Wisdom on a tire swing

In his post A ‘Dangerous’ Tire Swing, Teacher Tom shares some of the wisdom he and the children he plays with discovered on their way to build a tire swing.

The bulk of the article is devoted to describing the process of building the tire swing, and the attendant multitude of “teachable moments” that he shared with the children.

I was especially impressed by the observations he made at the end of the article. They seemed to resonate, to be teaching us something even more important than what we might learn from making a tire swing:

There is no proper way to swing on a tire swing, although none of them chose to sit inside the circle, probably because the whole thing wound up being only a few inches off the ground. Some of them didn’t want a push, others did. Since we’d moved the other swings out of the way, I gave them an option of swinging “straight” or “in a circle.” Some figured out how to use their bodies to keep the momentum going. Other just hung on for dear life, then ran back to the plank for another turn.

It’s impossible to come up with a definition for play that does not include risk. Preventing risk is not the job of adults; it is rather to help children learn to take their risks with eyes wide open. The only thing truly dangerous is not allowing them learn to make these judgments for themselves.

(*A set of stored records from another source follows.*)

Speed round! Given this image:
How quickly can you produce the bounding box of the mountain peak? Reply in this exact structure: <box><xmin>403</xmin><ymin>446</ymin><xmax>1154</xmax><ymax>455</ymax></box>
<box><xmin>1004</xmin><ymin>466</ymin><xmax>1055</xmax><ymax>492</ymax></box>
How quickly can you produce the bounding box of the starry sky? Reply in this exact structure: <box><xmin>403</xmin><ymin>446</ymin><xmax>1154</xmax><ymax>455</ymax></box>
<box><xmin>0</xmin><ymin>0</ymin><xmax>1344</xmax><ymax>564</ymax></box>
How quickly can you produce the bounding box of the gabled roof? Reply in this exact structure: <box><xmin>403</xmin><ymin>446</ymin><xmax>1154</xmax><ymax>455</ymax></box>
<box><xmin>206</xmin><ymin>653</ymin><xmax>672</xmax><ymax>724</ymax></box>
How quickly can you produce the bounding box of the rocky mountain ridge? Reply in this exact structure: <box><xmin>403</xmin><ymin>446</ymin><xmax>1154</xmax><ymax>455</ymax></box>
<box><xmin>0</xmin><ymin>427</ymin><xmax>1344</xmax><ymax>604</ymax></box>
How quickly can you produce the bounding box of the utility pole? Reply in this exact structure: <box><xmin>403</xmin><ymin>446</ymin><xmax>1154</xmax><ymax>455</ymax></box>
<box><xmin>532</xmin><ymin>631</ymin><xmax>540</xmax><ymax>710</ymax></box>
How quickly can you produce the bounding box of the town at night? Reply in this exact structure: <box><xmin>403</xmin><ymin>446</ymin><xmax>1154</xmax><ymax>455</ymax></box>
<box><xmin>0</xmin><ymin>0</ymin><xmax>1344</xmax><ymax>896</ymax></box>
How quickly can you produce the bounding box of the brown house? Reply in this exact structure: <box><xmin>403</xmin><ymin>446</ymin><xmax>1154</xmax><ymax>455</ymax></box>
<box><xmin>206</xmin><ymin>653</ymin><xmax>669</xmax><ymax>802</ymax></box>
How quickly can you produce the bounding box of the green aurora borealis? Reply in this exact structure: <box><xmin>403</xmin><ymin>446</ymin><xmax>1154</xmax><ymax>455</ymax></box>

  1. Natalie Kinsey on August 9, 2012 at 4:12 pm

    “It’s impossible to come up with a definition for play that does not include risk.”

    Umm, I just want to say a hugest amen ever to this. Which I just did. So, I’ll stop typing. But I also want to say that I love Teacher Tom’s in the mud learning/living of play as much as I love amens.

  2. Lily on August 10, 2012 at 5:25 pm

    Agreed. Just read an article about “over-parenting” the other day. http://www.calgaryherald.com/life/crop+experts+best+underparent/7053433/story.html She talks about risk assessment and how it’s a life skill that must be learned, and how, if kids don’t learn it when they are young, there are repercussions when they get older. Games fit that bill nicely, since there typically isn’t any real threat (I suppose playing Red Rover might result in a few minor injuries), but kids feel the consequences of their decisions.

    “If your child has never had to take a decision about how to spend an afternoon or been left to figure out the best way to climb a tree, he or she will fail to develop cognitive ability.” -Dr. Amanda Gummer in the Calgary Herald.